DiamondLightSource / tickit

Event-based hardware simulation framework
Apache License 2.0
7 stars 0 forks source link

Inconsistent test failures due to sockets remaining open on zmq adapter #162

Open abbiemery opened 1 year ago

abbiemery commented 1 year ago

I've noticed a few times now that there are sporadic failures of CI jobs in the pytest stage due to socket issues. It is hard to replicate since there is no obvious decernable pattern to when they fail, but this needs investigating.

rosesyrett commented 1 year ago

I have investigated this, and I've narrowed down the cause of this issue.

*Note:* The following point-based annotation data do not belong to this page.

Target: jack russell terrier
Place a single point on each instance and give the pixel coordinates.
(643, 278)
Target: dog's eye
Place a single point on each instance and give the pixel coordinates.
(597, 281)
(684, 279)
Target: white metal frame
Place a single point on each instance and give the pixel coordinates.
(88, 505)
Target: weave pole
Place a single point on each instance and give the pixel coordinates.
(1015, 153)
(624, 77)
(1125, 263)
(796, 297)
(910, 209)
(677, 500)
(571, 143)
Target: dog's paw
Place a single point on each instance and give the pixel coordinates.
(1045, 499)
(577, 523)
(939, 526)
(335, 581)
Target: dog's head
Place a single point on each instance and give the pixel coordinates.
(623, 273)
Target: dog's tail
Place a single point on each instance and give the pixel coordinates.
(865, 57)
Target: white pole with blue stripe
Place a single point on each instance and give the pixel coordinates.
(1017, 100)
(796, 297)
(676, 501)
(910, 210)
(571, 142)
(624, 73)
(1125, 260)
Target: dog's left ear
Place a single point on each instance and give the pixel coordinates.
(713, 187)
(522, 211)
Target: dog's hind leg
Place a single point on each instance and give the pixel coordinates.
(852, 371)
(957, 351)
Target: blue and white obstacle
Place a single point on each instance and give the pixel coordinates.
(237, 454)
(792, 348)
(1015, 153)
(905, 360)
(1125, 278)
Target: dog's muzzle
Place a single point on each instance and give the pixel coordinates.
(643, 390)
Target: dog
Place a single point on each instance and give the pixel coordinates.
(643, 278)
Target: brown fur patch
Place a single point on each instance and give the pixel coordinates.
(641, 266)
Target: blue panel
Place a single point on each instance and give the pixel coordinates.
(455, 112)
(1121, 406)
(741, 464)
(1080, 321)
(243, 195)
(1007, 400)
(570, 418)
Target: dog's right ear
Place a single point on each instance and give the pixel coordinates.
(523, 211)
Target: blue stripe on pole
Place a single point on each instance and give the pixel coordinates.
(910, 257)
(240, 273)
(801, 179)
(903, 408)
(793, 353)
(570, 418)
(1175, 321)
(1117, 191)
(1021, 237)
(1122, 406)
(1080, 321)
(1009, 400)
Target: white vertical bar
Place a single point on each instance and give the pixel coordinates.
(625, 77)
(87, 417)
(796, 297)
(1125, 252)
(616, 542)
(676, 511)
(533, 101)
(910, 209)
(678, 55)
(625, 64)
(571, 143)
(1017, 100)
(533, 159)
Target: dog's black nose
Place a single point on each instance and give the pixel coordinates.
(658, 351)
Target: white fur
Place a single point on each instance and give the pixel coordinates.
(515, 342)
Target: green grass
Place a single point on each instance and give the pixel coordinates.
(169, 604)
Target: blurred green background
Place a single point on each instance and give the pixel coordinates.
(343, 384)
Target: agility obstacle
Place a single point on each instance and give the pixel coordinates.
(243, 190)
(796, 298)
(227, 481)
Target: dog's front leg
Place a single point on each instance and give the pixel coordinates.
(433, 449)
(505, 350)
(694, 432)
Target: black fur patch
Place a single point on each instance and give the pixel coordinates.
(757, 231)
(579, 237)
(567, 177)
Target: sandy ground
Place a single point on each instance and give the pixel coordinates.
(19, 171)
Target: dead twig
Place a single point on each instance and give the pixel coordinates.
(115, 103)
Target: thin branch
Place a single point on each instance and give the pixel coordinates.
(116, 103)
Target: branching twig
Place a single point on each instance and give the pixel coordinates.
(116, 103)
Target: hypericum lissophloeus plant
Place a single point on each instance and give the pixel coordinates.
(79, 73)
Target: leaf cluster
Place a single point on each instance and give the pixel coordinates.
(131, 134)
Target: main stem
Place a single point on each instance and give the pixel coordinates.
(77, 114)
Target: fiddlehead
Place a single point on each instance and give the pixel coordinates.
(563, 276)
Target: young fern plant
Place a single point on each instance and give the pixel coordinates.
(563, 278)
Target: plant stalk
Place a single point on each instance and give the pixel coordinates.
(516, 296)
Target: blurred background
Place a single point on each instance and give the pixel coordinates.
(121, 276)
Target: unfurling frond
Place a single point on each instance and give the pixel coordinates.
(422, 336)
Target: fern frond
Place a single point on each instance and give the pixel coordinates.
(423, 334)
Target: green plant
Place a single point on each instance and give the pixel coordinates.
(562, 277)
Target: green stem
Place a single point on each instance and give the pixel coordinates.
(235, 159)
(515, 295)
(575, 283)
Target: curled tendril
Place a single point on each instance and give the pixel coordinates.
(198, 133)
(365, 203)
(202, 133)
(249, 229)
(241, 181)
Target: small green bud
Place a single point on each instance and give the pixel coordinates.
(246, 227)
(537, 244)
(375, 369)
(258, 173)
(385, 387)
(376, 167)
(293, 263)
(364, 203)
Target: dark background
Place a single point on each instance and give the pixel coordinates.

Importantly, I've found a fix for it:

The problem

This stems from the following test:

@pytest.mark.asyncio
async def test_socket_cleaned_up_on_cancel(
    mock_device: Device,
    mock_raise_interrupt: RaiseInterrupt,
) -> None:
    adapter_a = ZeroMqPushAdapter()
    adapter_b = ZeroMqPushAdapter()
    for adapter in (adapter_a, adapter_b):
        task = asyncio.create_task(
            adapter.run_forever(
                mock_device,
                mock_raise_interrupt,
            )
        )
        await adapter.send_message([b"test"])
        task.cancel()
        try:
            await task
        except asyncio.CancelledError:
            pass
        assert task.done()

What seems to happen is, occasionally when the for loop gets to the await adapter.send_message([]) line for the 2nd time, the socket from the previous run of the loop hasn't been shut down properly.

The fix

I've found threads like https://github.com/aio-libs/aiozmq/issues/72#issuecomment-280639202 and https://stackoverflow.com/questions/45805714/how-to-close-properly-with-aiozmq-zmq, which led me to find out about zmq's LINGER property, documented (here)[http://api.zeromq.org/2-1%3azmq-setsockopt#toc15]. This suggests that by default, when zmq connections are made and a message is sent (but hasn't been recieved by the peer), the message will just linger - to me this suggests that the connection will not fully close.

I've tried to fix this by doing:

async def create_zmq_push_socket(host: str, port: int) -> aiozmq.ZmqStream:
    addr = f"tcp://{host}:{port}"
    stream = await aiozmq.create_zmq_stream(zmq.PUSH, connect=addr, bind=addr)
    transport = cast(aiozmq.ZmqTransport, stream.transport)
    transport.setsockopt(zmq.LINGER, 0)

    return stream

But that hasn't seemed to help anything. So, I found another fix; aborting the stream transport. i.e. force killing it. Maybe in future we can investigate exactly why this is happening but... it's really quite annoying to debug aiozmq library as it's not consistently typed.

rosesyrett commented 1 year ago

After much deliberation, I've decided the fix to this is to move from aiozmq to pyzmq, as the latter is supported for later versions of python and has had successful CI jobs for recent releases (https://github.com/zeromq/pyzmq/tree/v25.0.2)